If Paulie Gee’s interior is a throwback, the pies are the result of a half-century of pizza progress. The Mootz is a thin, foldable ode to quality cheese, featuring its namesake mozzarella, fresh garlic, and pecorino romano. The Hellboy features pepperoni and a sweet-n-spicy squeeze of Mike’s Hot Honey (a Brooklyn-born condiment Giannone personally supported by providing startup space in his flagship’s commercial kitchen). But the real must-try is Paulie’s Sicilian-style slice, the Freddy Prince.

Inspired by two different pizzerias, the Freddy Prince is a testament to Giannone’s own relentless slice research. The idea for a sesame seed bottom comes from Freddy’s in Whitestone, New York, while the “reverse Sicilian” format (layering sauce on top of cheese) pays homage to Prince Street Pizza in Manhattan. Adorning a remarkably airy focaccia dough, those toasty seeds and the bright, punchy sauce yield a slice that’s as revelatory as it is nostalgic.
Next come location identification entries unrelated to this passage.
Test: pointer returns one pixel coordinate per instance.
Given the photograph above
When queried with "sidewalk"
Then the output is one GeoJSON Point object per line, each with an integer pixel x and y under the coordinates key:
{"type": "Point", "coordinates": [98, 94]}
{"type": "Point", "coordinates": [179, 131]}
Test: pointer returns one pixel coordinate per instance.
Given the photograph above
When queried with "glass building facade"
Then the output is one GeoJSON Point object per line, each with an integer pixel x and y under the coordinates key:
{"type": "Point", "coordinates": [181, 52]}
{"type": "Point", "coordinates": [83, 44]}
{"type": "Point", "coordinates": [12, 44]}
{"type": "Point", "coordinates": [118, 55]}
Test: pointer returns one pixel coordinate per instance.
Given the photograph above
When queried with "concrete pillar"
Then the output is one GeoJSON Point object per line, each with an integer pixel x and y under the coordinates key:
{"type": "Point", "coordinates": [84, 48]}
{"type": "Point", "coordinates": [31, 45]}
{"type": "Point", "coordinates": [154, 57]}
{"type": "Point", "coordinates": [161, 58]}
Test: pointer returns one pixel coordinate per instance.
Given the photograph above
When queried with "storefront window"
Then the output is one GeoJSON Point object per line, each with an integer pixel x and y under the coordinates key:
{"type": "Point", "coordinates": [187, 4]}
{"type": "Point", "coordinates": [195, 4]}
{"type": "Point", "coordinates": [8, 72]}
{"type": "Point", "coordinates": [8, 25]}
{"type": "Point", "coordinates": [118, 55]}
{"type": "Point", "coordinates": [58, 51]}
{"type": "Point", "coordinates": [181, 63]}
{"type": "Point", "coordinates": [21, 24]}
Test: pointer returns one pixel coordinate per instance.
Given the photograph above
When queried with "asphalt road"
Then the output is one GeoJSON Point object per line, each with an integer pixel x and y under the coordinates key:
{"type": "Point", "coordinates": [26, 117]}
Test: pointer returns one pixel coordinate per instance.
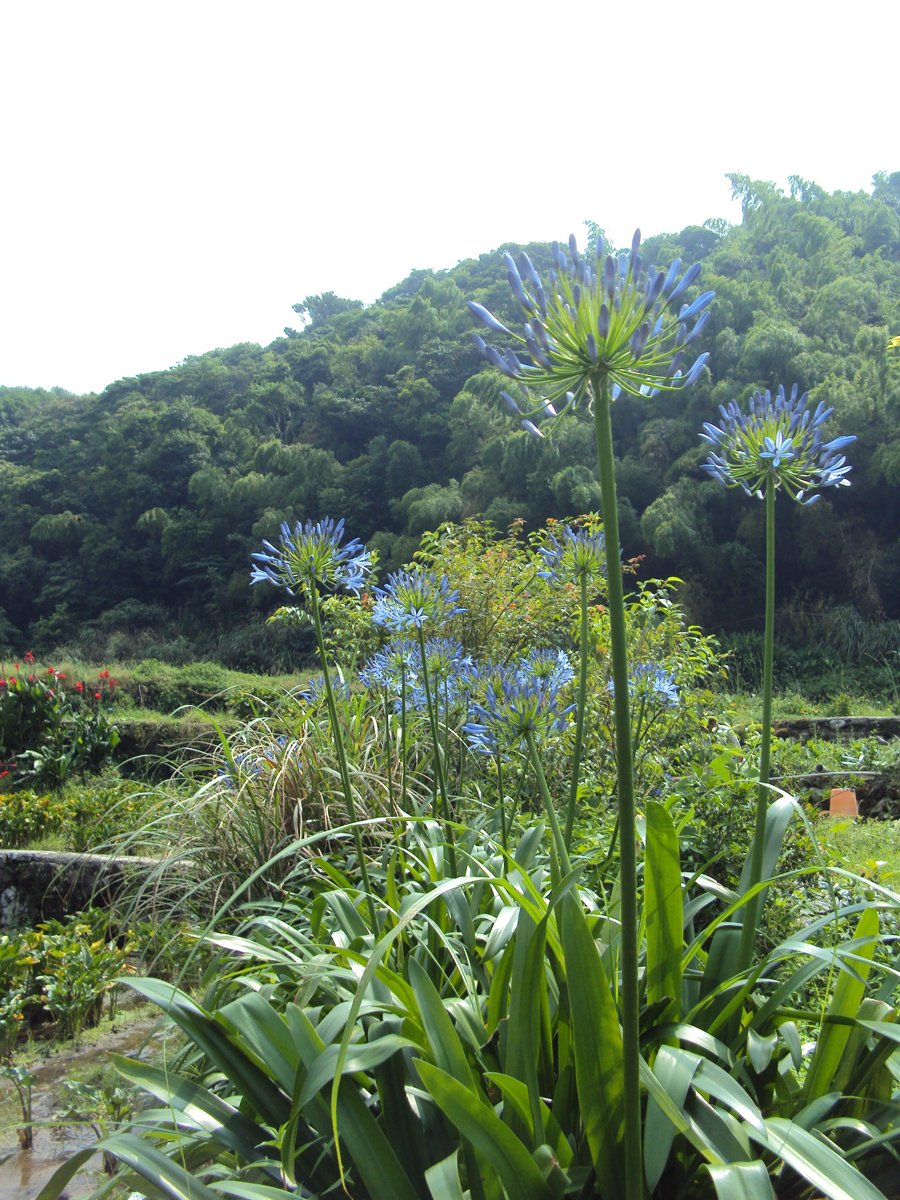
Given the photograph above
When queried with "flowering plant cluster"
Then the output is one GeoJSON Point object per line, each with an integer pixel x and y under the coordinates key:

It’s that nostalgia—slightly improved—that Giannone seeks with every slice. “You know about the Pizza Cognition Theory?” he asks. “It’s the idea that the first pizza you try will always be the pizza that tastes best to you.” Watching the faces of Paulie Gee’s customers, he seems to be onto something. For all the gourmet, restaurant-style pizzerias we have in New York City, nothing hits the spot quite like a slice.